Al regreso, me encontré tirada una cartera marrón, entre las piedras que constituían el pavimento de la calle que separaba el sellado del lugar de compra. La tomé nerviosamente y la escondí entre el pantalón, para que nadie la viera. Le entregué “el mandado” a mi papá y corrí hasta el “cuarto” y me introduje bajo la cama; con la emoción propia del niño que cree haber encontrado un tesoro.
Mi sorpresa fue mayúscula, porque en el interior de la cartera se hallaban cuatro billetes de cien bolívares y uno de veinte, y no pude encontrar documentos de identificación. Si cuando tenía un bolívar, no sabía en que gastarlo, ¿qué podría hacer con tanto dinero? Con el corazón a punto de salirse del pecho, me golpeé la cabeza con el borde de la cama, al tratar de salir para entregársela a mi papá.
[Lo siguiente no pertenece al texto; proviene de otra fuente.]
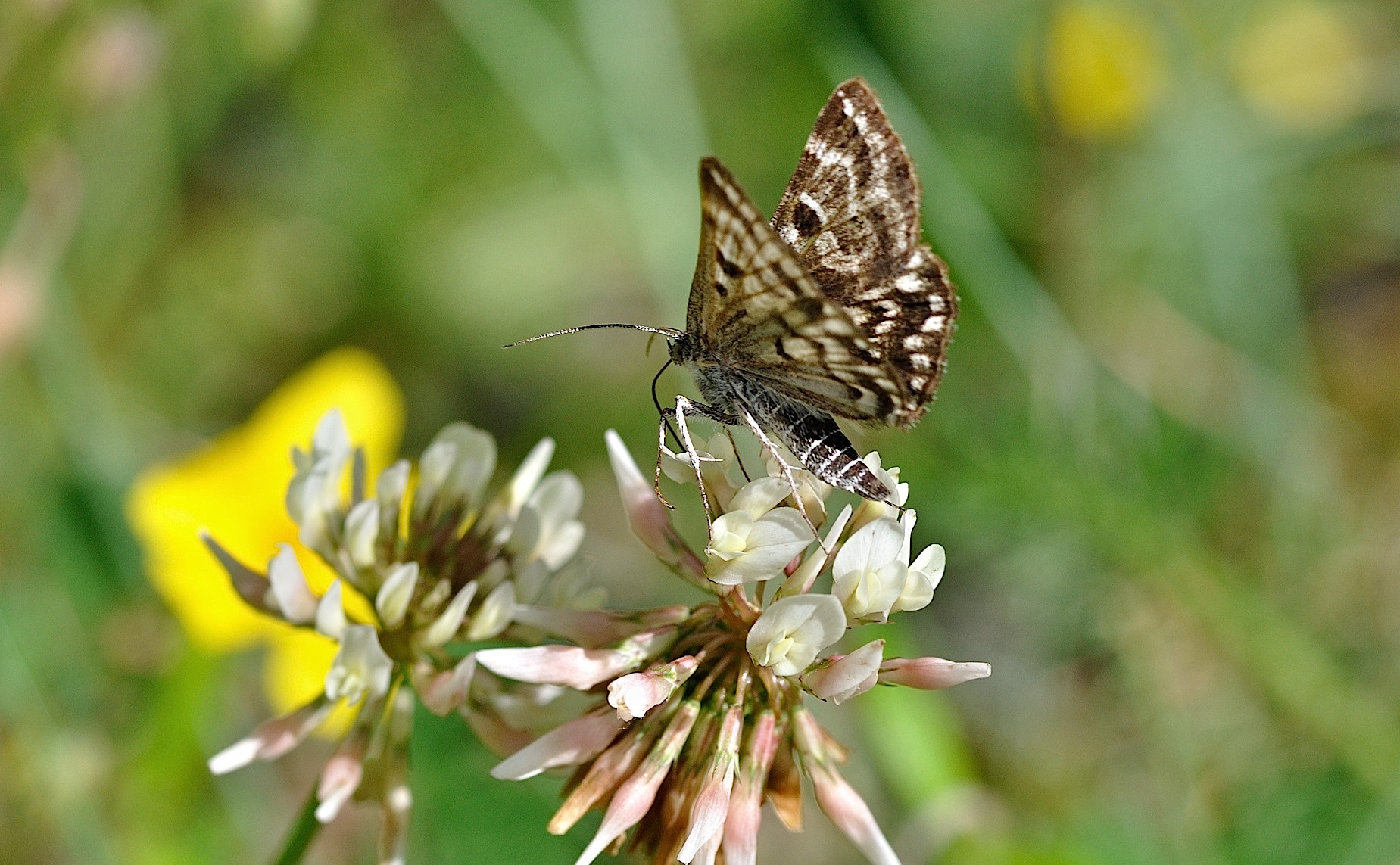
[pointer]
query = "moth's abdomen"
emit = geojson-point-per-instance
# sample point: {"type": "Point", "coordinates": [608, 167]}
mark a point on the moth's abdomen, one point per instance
{"type": "Point", "coordinates": [824, 450]}
{"type": "Point", "coordinates": [814, 437]}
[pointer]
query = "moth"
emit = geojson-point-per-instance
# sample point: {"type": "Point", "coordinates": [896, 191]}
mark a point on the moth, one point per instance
{"type": "Point", "coordinates": [836, 308]}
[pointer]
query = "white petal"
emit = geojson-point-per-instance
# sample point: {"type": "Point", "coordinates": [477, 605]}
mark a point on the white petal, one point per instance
{"type": "Point", "coordinates": [445, 626]}
{"type": "Point", "coordinates": [788, 634]}
{"type": "Point", "coordinates": [871, 548]}
{"type": "Point", "coordinates": [394, 596]}
{"type": "Point", "coordinates": [527, 476]}
{"type": "Point", "coordinates": [473, 466]}
{"type": "Point", "coordinates": [391, 489]}
{"type": "Point", "coordinates": [331, 615]}
{"type": "Point", "coordinates": [849, 677]}
{"type": "Point", "coordinates": [288, 587]}
{"type": "Point", "coordinates": [360, 668]}
{"type": "Point", "coordinates": [760, 496]}
{"type": "Point", "coordinates": [772, 543]}
{"type": "Point", "coordinates": [494, 615]}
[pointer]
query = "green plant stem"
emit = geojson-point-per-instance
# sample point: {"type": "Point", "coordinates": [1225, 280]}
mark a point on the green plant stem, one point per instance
{"type": "Point", "coordinates": [303, 832]}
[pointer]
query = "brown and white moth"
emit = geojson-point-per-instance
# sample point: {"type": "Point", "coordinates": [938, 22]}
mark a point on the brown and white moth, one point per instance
{"type": "Point", "coordinates": [836, 308]}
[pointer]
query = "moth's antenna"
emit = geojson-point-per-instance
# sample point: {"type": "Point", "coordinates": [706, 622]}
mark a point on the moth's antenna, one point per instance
{"type": "Point", "coordinates": [657, 402]}
{"type": "Point", "coordinates": [666, 332]}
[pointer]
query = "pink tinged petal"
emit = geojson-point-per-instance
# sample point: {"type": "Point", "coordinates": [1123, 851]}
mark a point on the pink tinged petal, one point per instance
{"type": "Point", "coordinates": [494, 614]}
{"type": "Point", "coordinates": [391, 602]}
{"type": "Point", "coordinates": [273, 738]}
{"type": "Point", "coordinates": [602, 777]}
{"type": "Point", "coordinates": [768, 546]}
{"type": "Point", "coordinates": [573, 667]}
{"type": "Point", "coordinates": [710, 850]}
{"type": "Point", "coordinates": [788, 634]}
{"type": "Point", "coordinates": [444, 690]}
{"type": "Point", "coordinates": [647, 517]}
{"type": "Point", "coordinates": [288, 587]}
{"type": "Point", "coordinates": [493, 731]}
{"type": "Point", "coordinates": [597, 627]}
{"type": "Point", "coordinates": [575, 742]}
{"type": "Point", "coordinates": [803, 578]}
{"type": "Point", "coordinates": [361, 532]}
{"type": "Point", "coordinates": [445, 626]}
{"type": "Point", "coordinates": [847, 677]}
{"type": "Point", "coordinates": [251, 586]}
{"type": "Point", "coordinates": [360, 668]}
{"type": "Point", "coordinates": [712, 804]}
{"type": "Point", "coordinates": [331, 615]}
{"type": "Point", "coordinates": [397, 807]}
{"type": "Point", "coordinates": [635, 695]}
{"type": "Point", "coordinates": [741, 825]}
{"type": "Point", "coordinates": [930, 674]}
{"type": "Point", "coordinates": [850, 814]}
{"type": "Point", "coordinates": [636, 795]}
{"type": "Point", "coordinates": [341, 776]}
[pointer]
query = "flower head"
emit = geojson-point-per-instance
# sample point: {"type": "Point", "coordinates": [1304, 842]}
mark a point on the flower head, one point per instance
{"type": "Point", "coordinates": [416, 567]}
{"type": "Point", "coordinates": [234, 489]}
{"type": "Point", "coordinates": [694, 723]}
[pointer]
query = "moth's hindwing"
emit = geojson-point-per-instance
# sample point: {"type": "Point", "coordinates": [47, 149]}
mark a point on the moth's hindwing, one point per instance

Le expliqué lo ocurrido; él la revisó y tampoco consiguió ninguna identificación. “Estoy seguro que el dueño pronto vendrá a buscarla”, afirmó con esa seguridad que lo acompañó toda la vida.
Al poco rato, un señor muy nervioso preguntó si por casualidad alguien se había conseguido una cartera, que describió como aquella que yo había encontrado y que mi papá guardaba; aún así, éste le preguntó si tenía dinero y el señor le respondió que contenía “cuatro billetes de cien y uno de veinte”. Mi papá insistió en preguntar si poseía “papeles” y el señor respondió que sí, que estaban bien guardados. Confiado en su afirmación, se la entregó para que lo confirmara.
Emocionado la tomó en sus manos, la abrió; giró uno de sus compartimientos y demostró ser su legítimo dueño, al extraer los documentos de un sección secreta. Mi papá me señaló como el héroe del momento y el señor me premió con el billete de veinte, que lo entregue a mi papá, porque él era el experto en manejar “grandes fortunas”.
Mi papá pudo haberse quedado con el dinero y no lo hizo; la situación era “un arca abierta, en donde hasta un justo podía pecar”, como él acostumbraba a señalar las tentaciones mundanas en las cuales es fácil caer en aquellos tiempos en los cuales no existían (al menos en mi pueblo) más cajas fuertes que la del único banco.
Igual ocurre en la gestión de entes gubernamentales en los cuales la “administración discrecional de bienes” lleva a algunas personas a disponer de ellos como si fueran propios, o a darse “premios personales” por “lo buenos que han sido en su trabajo”. En la mayoría de los casos, a buscar una “tajada” por facilitarles su curso hacia terceros, que algunas veces resultan ser sus socios.
No se trata del sistema social dentro del cual se maneje la cosa pública; puede ser “capitalismo salvaje”, o “socialismo hipócrita”; es la actitud de quién viendo “el arca abierta” considera conveniente aliviarle el peso para que la carga le sea más liviana a quien le suceda.
Pueda que sea “justo” al distribuir equitativamente lo extraído entre sus más allegados y considerar que “no peca”, porque “los demás también lo hacen”; que siempre será preferible que lo llamen “vivo” –en la administración pública no hay ladrones–, a pasar el resto de la vida señalado como “pendejo”.
Tal vez sólo seamos pendejos quienes aún creemos que la administración pública puede ser medianamente pulcra, lo cual resulta bastante difícil; pero, por lo menos, ¿será algún día efectiva? Porque lograr que sea eficiente, es imposible; ya que es “un arca abierta” y los recursos siempre serán inadecuadamente utilizados.